Literature DB >> 6368971

Heterogeneity of myosin antigenic expression in vascular smooth muscle in vivo.

D M Larson, K Fujiwara, R W Alexander, M A Gimbrone.   

Abstract

Rabbit antisera elicited against purified human nonmuscle (platelet) and smooth muscle (uterine myometrium) myosins identified distinct species of myosin when frozen sections of a variety of mammalian tissues were examined by immunofluorescence microscopy. Antiplatelet myosin antiserum specifically stained several nonmuscle cell types including epithelial, some connective tissue, and all vascular endothelial (arterial, venous, capillary) cells. Antismooth muscle myosin antiserum stained only smooth muscle and no other cell types. Neither antiserum reacted with rat cardiac (ventricular) or skeletal muscle cells. Antismooth muscle myosin antiserum staining was detectable in medial vascular smooth muscle in all vessels examined from rat, bovine, human, and guinea pig sources (including elastic and muscular arteries, arterioles, venules, and veins). Although antiplatelet myosin antiserum did not stain nonvascular smooth muscle or vascular smooth muscle in muscular arteries, arterioles, venules, or veins, it did uniformly and specifically stain medial vascular smooth muscle in elastic arteries. This staining of elastic arteries was abolished by absorption of antiplatelet myosin antiserum with purified platelet myosin but not uterine myosin.
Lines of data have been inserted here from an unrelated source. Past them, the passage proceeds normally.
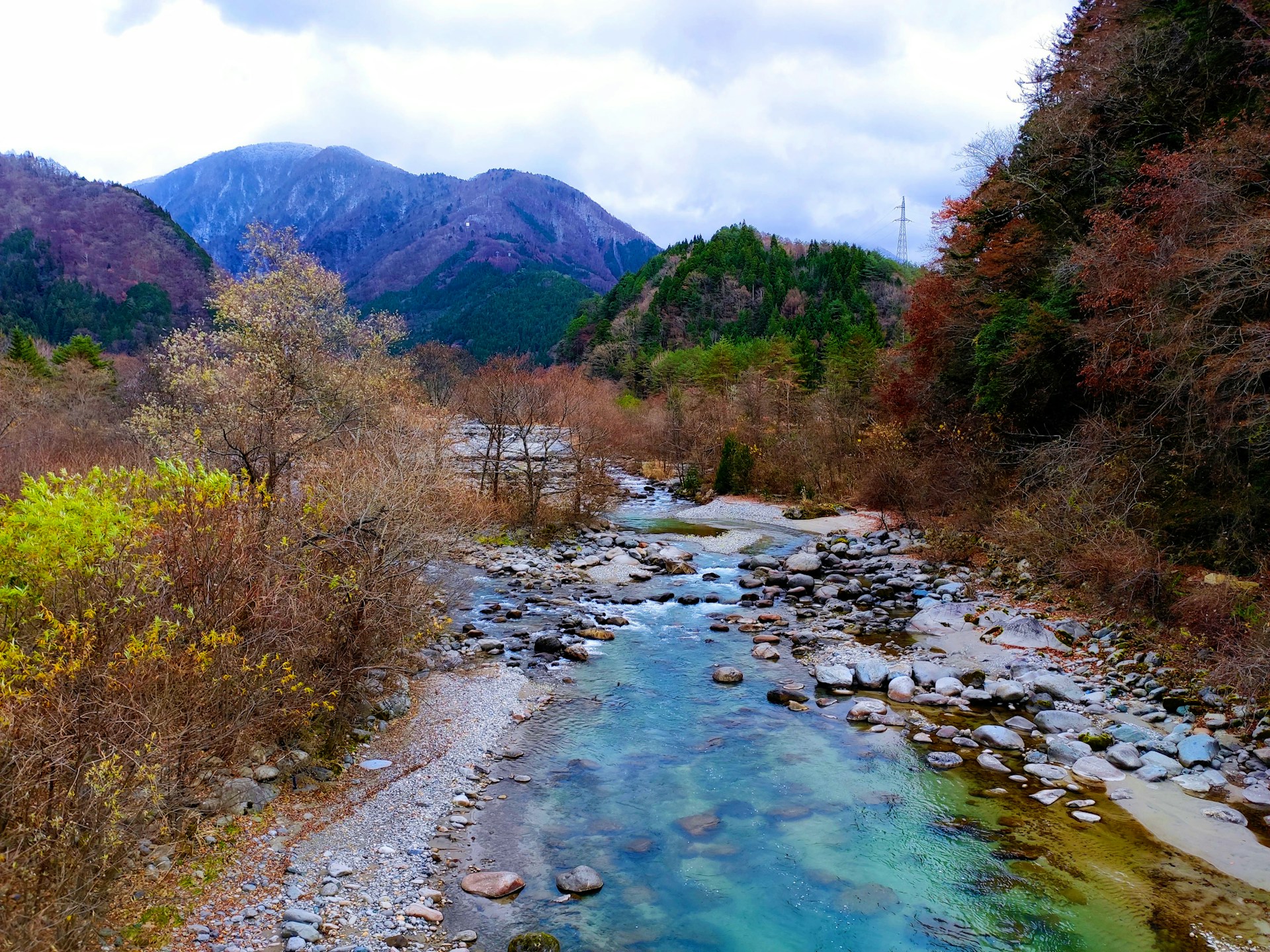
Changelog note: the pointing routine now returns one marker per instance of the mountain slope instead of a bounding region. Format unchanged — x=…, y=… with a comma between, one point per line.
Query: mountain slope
x=388, y=230
x=737, y=288
x=91, y=255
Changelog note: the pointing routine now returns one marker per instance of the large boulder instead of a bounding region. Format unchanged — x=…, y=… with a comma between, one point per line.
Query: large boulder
x=1061, y=721
x=1095, y=768
x=901, y=688
x=992, y=735
x=873, y=673
x=492, y=884
x=1027, y=631
x=1198, y=749
x=579, y=880
x=835, y=676
x=807, y=563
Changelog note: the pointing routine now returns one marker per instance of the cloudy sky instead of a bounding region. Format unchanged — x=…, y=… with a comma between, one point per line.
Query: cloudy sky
x=804, y=117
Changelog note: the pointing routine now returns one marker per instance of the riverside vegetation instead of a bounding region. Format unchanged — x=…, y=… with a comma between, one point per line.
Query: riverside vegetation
x=214, y=587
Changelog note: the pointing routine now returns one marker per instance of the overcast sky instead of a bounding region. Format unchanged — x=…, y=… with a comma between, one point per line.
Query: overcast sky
x=810, y=118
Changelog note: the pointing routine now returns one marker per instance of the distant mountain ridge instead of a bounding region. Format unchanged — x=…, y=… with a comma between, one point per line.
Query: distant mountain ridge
x=80, y=255
x=388, y=230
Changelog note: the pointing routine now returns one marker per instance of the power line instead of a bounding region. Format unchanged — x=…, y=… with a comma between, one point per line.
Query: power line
x=902, y=248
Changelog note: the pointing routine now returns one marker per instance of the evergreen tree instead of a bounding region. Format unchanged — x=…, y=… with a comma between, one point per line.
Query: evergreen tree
x=22, y=349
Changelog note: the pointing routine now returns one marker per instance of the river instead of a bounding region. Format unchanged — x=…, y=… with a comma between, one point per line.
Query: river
x=723, y=823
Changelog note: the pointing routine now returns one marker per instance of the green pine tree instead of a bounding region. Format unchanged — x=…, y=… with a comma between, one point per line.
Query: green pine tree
x=22, y=349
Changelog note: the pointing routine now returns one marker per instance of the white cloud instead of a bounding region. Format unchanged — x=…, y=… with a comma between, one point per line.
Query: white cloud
x=808, y=117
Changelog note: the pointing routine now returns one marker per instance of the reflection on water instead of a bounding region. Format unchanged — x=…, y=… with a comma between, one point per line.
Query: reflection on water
x=723, y=823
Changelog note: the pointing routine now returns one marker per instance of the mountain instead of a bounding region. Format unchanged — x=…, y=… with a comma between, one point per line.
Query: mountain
x=390, y=231
x=817, y=301
x=79, y=255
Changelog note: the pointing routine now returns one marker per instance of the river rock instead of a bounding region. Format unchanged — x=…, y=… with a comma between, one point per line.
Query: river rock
x=803, y=563
x=1049, y=796
x=873, y=673
x=579, y=880
x=926, y=673
x=1027, y=631
x=1058, y=686
x=1047, y=772
x=1009, y=692
x=1061, y=721
x=1154, y=758
x=863, y=709
x=1095, y=768
x=835, y=676
x=991, y=762
x=1198, y=749
x=901, y=688
x=418, y=910
x=534, y=942
x=992, y=735
x=783, y=696
x=1193, y=783
x=1064, y=750
x=492, y=884
x=698, y=824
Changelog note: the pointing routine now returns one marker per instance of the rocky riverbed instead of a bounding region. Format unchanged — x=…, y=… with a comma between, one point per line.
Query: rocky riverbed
x=1034, y=719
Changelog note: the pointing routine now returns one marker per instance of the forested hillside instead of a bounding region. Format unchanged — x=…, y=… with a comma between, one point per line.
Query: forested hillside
x=1099, y=309
x=708, y=307
x=79, y=255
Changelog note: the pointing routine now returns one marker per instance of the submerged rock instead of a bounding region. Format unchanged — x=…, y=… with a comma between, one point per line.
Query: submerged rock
x=579, y=880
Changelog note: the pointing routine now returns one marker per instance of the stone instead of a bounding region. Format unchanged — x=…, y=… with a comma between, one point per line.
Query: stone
x=783, y=696
x=999, y=738
x=991, y=762
x=1027, y=631
x=1095, y=768
x=803, y=563
x=1058, y=686
x=244, y=795
x=864, y=707
x=1154, y=758
x=579, y=880
x=835, y=676
x=1124, y=756
x=1009, y=692
x=1198, y=749
x=901, y=688
x=418, y=910
x=926, y=673
x=1193, y=783
x=1066, y=752
x=698, y=824
x=492, y=884
x=534, y=942
x=1226, y=814
x=1049, y=796
x=873, y=673
x=1061, y=721
x=1047, y=772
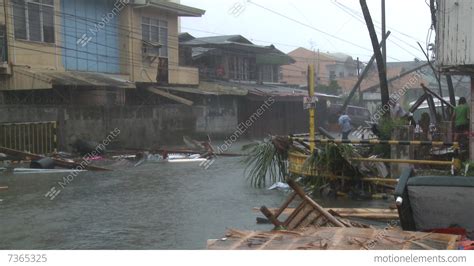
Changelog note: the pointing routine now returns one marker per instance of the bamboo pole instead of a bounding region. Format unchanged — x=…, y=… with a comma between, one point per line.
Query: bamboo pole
x=315, y=205
x=312, y=111
x=379, y=160
x=386, y=142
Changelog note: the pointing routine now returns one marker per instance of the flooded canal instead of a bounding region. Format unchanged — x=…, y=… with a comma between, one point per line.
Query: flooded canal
x=154, y=206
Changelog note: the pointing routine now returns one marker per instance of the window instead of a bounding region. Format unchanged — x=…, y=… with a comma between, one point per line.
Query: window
x=156, y=31
x=34, y=20
x=239, y=68
x=268, y=73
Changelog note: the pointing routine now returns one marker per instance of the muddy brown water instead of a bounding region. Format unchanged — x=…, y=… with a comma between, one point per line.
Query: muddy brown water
x=154, y=206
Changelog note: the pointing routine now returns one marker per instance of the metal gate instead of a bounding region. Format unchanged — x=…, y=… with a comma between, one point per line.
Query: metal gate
x=35, y=137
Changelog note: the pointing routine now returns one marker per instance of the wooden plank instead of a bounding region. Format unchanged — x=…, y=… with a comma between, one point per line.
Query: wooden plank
x=170, y=96
x=294, y=213
x=332, y=239
x=270, y=216
x=58, y=162
x=316, y=206
x=293, y=224
x=285, y=204
x=370, y=214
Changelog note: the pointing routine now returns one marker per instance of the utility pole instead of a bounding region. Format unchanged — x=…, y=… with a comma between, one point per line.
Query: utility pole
x=384, y=31
x=385, y=96
x=358, y=77
x=312, y=111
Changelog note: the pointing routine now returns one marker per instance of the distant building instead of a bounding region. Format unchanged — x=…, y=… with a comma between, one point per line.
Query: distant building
x=104, y=48
x=455, y=42
x=408, y=88
x=233, y=58
x=329, y=67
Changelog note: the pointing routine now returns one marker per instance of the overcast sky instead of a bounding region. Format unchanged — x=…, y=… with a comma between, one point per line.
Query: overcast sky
x=409, y=21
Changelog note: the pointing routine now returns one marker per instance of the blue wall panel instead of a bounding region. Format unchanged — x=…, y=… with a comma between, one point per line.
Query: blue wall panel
x=101, y=53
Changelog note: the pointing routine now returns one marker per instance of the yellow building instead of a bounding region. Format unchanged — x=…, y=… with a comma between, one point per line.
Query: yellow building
x=98, y=46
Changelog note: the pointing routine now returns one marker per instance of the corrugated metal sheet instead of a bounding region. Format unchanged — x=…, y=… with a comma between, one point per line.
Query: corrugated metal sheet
x=455, y=31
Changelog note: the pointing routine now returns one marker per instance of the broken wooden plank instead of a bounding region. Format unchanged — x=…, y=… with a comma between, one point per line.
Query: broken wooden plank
x=333, y=238
x=315, y=205
x=57, y=162
x=270, y=216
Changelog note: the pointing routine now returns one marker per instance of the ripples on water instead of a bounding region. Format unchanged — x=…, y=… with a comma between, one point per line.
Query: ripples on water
x=154, y=206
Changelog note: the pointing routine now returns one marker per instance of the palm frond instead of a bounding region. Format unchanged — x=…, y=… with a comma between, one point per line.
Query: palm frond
x=266, y=161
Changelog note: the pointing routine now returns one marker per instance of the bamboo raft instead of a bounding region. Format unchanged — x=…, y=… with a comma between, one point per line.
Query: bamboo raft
x=307, y=214
x=364, y=213
x=331, y=238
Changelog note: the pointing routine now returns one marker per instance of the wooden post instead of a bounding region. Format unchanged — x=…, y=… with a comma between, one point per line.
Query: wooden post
x=379, y=57
x=316, y=206
x=471, y=139
x=312, y=111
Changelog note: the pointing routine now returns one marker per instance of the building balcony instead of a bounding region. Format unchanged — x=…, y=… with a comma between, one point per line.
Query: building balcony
x=179, y=75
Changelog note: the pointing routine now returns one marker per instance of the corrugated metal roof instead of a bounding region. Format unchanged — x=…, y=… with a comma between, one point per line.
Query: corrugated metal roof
x=76, y=78
x=179, y=9
x=236, y=43
x=218, y=40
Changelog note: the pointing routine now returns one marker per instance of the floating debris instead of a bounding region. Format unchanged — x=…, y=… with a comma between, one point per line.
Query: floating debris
x=333, y=238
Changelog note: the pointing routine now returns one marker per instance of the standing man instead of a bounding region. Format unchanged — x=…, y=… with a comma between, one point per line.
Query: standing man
x=345, y=124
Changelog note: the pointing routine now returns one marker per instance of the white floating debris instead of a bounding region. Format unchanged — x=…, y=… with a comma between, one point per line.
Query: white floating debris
x=45, y=171
x=279, y=186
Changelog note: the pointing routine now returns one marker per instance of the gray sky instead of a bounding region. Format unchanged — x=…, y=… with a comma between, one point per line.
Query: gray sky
x=409, y=21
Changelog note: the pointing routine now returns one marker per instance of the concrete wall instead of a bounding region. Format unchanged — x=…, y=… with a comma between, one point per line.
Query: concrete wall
x=140, y=126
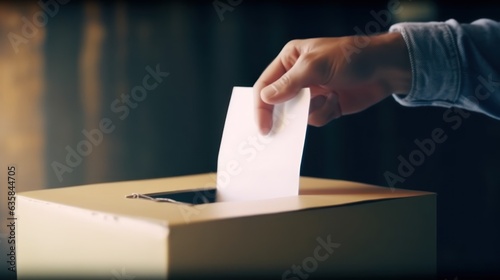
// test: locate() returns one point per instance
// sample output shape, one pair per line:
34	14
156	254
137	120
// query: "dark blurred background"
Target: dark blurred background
65	74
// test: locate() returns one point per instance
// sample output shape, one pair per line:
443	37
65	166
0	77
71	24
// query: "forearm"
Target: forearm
453	65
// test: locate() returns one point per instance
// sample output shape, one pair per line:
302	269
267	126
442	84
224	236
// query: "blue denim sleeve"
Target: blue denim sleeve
453	65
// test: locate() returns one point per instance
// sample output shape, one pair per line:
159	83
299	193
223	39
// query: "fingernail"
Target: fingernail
265	127
268	93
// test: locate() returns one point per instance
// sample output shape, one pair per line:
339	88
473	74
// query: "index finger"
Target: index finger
264	111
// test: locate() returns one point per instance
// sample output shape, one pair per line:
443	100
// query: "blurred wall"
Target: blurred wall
65	117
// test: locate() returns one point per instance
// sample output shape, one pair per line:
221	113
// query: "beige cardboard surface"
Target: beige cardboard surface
110	198
94	232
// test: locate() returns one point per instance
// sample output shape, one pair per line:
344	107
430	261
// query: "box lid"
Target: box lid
110	199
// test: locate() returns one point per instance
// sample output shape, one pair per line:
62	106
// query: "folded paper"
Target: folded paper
252	166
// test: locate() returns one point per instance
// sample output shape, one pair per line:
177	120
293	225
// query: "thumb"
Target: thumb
288	85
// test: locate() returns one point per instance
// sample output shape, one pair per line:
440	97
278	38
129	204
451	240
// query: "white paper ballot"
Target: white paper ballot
252	166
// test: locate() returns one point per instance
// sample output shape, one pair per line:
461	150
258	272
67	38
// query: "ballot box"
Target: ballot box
174	228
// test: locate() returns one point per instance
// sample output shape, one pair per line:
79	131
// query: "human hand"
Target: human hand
343	77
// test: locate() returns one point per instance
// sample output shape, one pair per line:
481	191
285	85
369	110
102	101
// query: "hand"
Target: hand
344	75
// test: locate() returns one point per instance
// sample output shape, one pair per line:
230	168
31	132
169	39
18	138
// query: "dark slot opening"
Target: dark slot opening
194	197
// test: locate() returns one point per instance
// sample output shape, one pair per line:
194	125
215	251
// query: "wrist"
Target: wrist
392	63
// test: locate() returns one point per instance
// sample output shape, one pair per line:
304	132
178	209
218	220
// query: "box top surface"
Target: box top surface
110	199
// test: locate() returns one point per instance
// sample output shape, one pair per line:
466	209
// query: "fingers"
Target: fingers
289	84
323	109
264	111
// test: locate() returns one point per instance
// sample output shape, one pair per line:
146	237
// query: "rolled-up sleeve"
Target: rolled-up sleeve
453	65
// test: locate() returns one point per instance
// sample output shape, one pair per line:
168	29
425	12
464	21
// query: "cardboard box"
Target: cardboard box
333	228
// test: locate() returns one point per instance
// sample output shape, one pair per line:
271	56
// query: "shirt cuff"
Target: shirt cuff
435	64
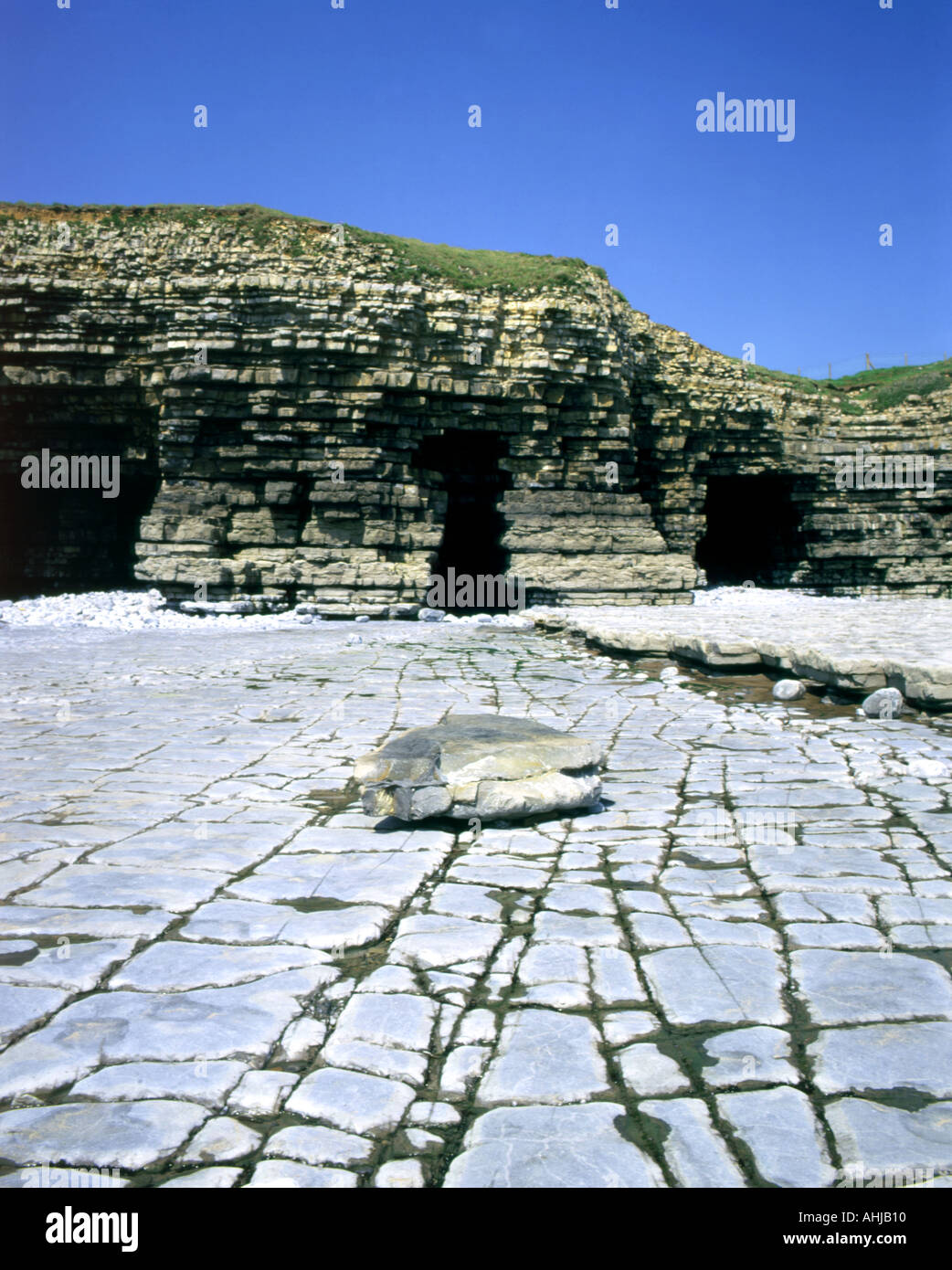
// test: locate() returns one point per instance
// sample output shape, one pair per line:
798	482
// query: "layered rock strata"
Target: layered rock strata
303	418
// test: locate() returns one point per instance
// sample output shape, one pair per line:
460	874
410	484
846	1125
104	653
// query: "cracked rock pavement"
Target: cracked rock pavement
217	972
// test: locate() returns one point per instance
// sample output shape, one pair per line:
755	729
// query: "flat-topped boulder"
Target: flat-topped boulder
484	766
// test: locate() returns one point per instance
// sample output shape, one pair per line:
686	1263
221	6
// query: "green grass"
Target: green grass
868	391
300	235
482	270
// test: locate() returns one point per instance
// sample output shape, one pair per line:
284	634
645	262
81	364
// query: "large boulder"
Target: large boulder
484	766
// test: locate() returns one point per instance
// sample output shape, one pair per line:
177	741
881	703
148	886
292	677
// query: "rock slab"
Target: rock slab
482	766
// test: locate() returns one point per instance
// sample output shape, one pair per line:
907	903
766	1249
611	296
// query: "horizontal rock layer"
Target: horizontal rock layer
301	418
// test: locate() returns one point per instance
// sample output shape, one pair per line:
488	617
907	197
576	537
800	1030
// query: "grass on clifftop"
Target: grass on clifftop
868	391
301	235
502	270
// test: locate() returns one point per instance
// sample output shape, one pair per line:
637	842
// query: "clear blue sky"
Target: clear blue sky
587	118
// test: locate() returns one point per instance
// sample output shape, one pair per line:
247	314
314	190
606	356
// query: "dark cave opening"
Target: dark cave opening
753	530
72	539
466	466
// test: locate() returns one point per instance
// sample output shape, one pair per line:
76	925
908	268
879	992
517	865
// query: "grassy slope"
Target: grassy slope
476	270
473	270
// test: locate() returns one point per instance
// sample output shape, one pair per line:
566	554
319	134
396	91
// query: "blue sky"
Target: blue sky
359	114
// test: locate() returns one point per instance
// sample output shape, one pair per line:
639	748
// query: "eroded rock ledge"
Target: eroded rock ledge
852	645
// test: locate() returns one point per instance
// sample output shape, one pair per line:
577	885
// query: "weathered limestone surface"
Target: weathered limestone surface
292	412
857	645
656	992
484	766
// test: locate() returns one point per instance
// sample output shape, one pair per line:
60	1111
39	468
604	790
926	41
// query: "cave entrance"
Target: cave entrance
466	468
753	531
75	539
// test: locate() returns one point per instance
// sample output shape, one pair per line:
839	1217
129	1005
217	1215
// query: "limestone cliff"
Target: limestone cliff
310	413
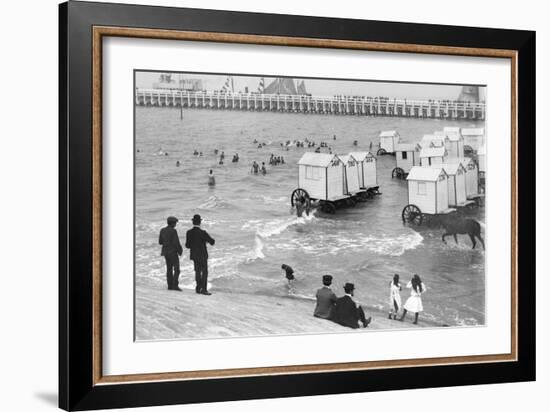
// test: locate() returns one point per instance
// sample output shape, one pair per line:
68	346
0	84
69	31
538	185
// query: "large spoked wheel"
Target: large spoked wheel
351	202
398	173
412	214
297	195
328	207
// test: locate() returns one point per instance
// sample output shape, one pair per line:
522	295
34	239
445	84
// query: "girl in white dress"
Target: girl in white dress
414	302
395	297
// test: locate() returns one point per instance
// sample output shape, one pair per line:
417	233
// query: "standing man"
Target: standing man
171	250
346	312
325	299
196	240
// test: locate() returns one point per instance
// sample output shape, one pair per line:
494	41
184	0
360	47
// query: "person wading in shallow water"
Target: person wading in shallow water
196	240
171	250
414	302
211	179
Similarly, the reactivity of antismooth muscle myosin antiserum was abolished by incubation with uterine but not platelet myosin. The differences in staining patterns observed with antiplatelet myosin antiserum and antismooth muscle myosin antiserum in elastic arteries versus other blood vessels suggests a heterogeneity of antigenic expression in vascular smooth muscle myosin. The most likely explanations for this heterogeneity are the presence of different gene products (myosin isozymes) or a posttranslational alteration (possibly conformational) of a single myosin species. Heterogeneity in this important component of the contractile apparatus of vascular smooth muscle may have significant implications for the physiology and pathophysiology of the vessel wall.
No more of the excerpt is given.